The evidence to which the plaintiff pointed, the judge wrote, “does not support her argument that the black ice upon which [she] allegedly slipped was ‘known’ to Maple Meadows …”
Pratter wrote that Modica cannot succeed in establishing notice by claiming that Maple Meadows knew there were snow piles and knew that those piles would melt and refreeze causing dangerous conditions in the middle of the night.
The plaintiff’s fall occurred around 3 in the morning, her complaint shows.
To establish constructive notice, a plaintiff must produce evidence that the dangerous condition existed long enough such that, but for the exercise of reasonable diligence, the defendant would have discovered it, the judge noted in her memorandum.
The question under the first prong of the test, Pratter wrote, is one of actual timing, not one of knowledge.
“Ms. Modica cannot proceed under the first method because she has produced no evidence as to when ice in fact formed,” Pratter wrote. “To the contrary, Ms. Modica had been out earlier on the day before her fall, and returned just hours before the accident, at around 10:30 p.m., and she testified that she did not notice any areas of ice in the parking lot.
“The weather data itself does not provide sufficient indication as to when – or if – ice formed.”
Pratter also wrote that there was no evidence presented on the physical issue of the relationship of time, temperature and quantity of depth of layout of water, or of any chemical or other existing surface treatment of the parking lot, to persuade the court that even if there had or could have been melting and refreezing, that such changes likely occurred.

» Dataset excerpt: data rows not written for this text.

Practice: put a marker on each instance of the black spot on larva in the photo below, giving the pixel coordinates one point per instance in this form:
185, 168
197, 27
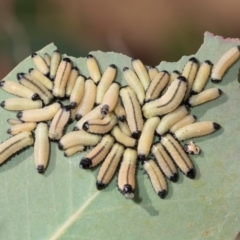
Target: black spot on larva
2, 83
100, 185
216, 126
162, 194
40, 168
191, 174
174, 177
85, 126
34, 55
85, 163
3, 104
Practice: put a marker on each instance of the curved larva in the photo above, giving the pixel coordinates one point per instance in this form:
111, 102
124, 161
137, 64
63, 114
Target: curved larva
73, 150
59, 123
41, 147
77, 92
171, 99
109, 166
93, 114
152, 72
107, 78
158, 83
19, 104
62, 76
39, 115
87, 102
147, 136
126, 175
55, 61
201, 77
72, 81
226, 60
19, 90
40, 63
197, 129
189, 72
133, 81
15, 144
36, 86
98, 153
141, 71
204, 96
120, 111
101, 126
78, 138
178, 155
41, 78
110, 99
169, 119
123, 138
13, 121
156, 177
93, 68
133, 111
22, 127
165, 162
47, 59
189, 119
125, 128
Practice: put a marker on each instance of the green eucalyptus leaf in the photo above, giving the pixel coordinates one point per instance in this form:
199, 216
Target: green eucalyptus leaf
64, 204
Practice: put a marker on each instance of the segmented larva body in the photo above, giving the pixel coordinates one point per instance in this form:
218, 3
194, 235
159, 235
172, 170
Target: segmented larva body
225, 61
133, 111
158, 83
147, 137
98, 153
126, 175
19, 104
41, 78
178, 155
156, 177
93, 68
62, 76
107, 78
141, 71
41, 147
204, 96
169, 101
71, 81
169, 119
22, 127
110, 99
40, 64
39, 115
78, 138
197, 129
55, 61
15, 144
165, 162
59, 123
135, 84
19, 90
101, 126
109, 166
202, 77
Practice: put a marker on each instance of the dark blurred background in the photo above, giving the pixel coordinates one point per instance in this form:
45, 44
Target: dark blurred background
152, 30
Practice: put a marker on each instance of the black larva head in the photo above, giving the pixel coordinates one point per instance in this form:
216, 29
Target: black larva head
191, 174
40, 168
162, 194
85, 163
100, 185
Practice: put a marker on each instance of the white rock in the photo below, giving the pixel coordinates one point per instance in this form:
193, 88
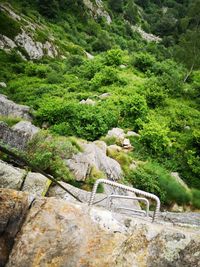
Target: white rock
34, 49
97, 9
9, 108
88, 102
82, 163
116, 132
102, 145
6, 43
131, 133
149, 37
179, 180
11, 177
114, 148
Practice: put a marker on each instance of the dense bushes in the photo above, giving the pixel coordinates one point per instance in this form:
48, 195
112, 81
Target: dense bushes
153, 178
85, 121
47, 153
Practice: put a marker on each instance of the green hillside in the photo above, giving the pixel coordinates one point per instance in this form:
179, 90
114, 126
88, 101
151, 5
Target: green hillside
153, 86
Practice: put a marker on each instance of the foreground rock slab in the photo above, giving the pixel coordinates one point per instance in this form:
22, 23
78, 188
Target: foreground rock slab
13, 208
60, 233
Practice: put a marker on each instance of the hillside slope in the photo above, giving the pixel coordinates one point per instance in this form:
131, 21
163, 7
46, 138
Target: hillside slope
84, 67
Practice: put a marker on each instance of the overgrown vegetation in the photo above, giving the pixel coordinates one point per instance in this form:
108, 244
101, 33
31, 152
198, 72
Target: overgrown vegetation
150, 89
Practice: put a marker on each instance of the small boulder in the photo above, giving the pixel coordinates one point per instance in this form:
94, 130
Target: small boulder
36, 184
9, 108
116, 132
131, 133
127, 144
11, 177
93, 157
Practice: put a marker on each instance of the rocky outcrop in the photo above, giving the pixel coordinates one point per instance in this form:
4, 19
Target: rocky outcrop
11, 177
36, 184
10, 108
19, 135
13, 208
60, 233
35, 50
81, 164
25, 39
15, 178
97, 9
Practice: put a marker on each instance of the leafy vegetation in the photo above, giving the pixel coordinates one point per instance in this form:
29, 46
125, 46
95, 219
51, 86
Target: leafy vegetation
151, 88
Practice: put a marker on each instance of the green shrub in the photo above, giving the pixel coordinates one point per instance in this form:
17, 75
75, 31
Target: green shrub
113, 57
85, 121
48, 153
105, 77
143, 61
196, 198
38, 70
155, 93
153, 178
133, 108
155, 137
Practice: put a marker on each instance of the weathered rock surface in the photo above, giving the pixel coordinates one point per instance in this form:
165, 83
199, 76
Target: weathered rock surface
82, 163
97, 10
84, 196
13, 208
9, 108
11, 177
60, 233
19, 135
36, 184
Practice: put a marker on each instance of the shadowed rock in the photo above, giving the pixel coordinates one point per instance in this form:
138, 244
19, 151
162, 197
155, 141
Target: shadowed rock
13, 208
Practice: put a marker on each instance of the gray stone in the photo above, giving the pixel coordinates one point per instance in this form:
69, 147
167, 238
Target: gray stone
13, 208
88, 102
102, 145
36, 184
116, 132
97, 10
127, 144
9, 108
11, 177
82, 163
131, 133
84, 196
60, 233
6, 43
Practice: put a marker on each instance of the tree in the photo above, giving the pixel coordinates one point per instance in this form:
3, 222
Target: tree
188, 48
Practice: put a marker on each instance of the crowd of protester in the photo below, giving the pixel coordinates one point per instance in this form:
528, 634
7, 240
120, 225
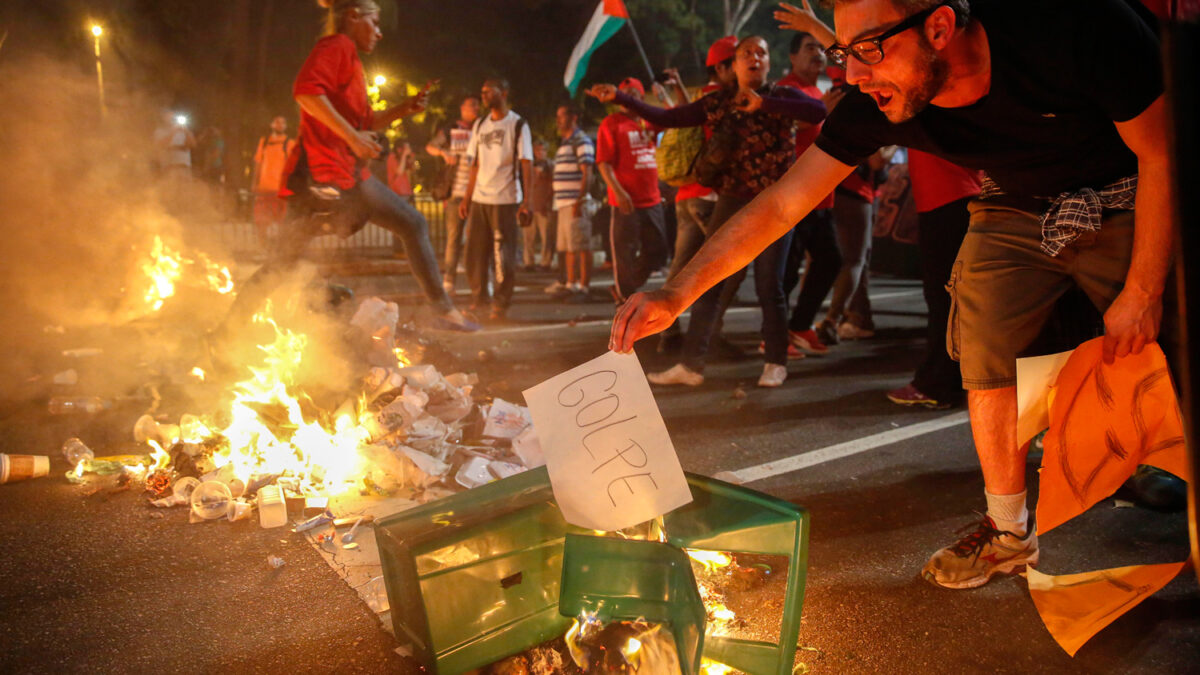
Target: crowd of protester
780, 178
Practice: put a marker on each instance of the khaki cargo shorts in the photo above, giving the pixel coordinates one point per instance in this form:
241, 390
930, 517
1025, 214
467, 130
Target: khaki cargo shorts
1003, 287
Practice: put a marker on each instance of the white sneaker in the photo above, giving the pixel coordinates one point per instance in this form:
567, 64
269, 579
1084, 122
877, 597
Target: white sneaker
773, 375
678, 374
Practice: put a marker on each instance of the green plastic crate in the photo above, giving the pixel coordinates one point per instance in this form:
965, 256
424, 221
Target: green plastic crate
628, 579
477, 577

“In short, ‘[d]espite the meteorological evidence that the temperature had fallen below freezing in the hours before the accident, there was no evidence that ice had existed for any length of time before’ Ms. Modica fell on it,” the memorandum states.
Without any evidence that the black ice was observable for any significant length of time prior to the accident, a jury could not reasonably infer that the defendant had constructive notice of the hazardous condition, the judge noted.
“And without evidence of when – or if – ice actually formed on the spot on which she fell, Ms. Modica cannot show that the ice was there long enough to put Maple Meadows on constructive notice,” Pratter wrote.
The judge said what appears to be lurking in her argument was the notion that Maple Meadows should not be able to escape liability when it had failed to inspect the parking lot in the days after it had the lot plowed and salted.
Such a failure-to-inspect theory, however, is not viable under this case, the judge wrote, because it is incompatible with the “conceptual underpinnings of the constructive notice doctrine.”
“In fact,” Pratter wrote, “under the governing case law, such a theory would be tautological and would permit an end run on the general means of establishing constructive notice.
“To say that Maple Meadows had constructive notice because it would have seen ice if it had inspected, and therefore, that it should have inspected, for it if had, it would have had notice, is entirely circular reasoning.”
Pratter wrote that a defendant’s duty to inspect is subject to a reasonableness standard that informs the inquiry of whether the defendant has constructive notice.
“Constructive notice is an indirect means for imposing a duty to take reasonable steps to prevent foreseeable harm – constructive notice arises from, but does not impose, the duty to inspect,” the judge wrote.
The judge wrote that in this case, without evidence of when a dangerous condition developed, the plaintiff cannot show that the defendant would have discovered the condition even if it inspected.
In the end, the judge granted the defendant’s motion to dismiss.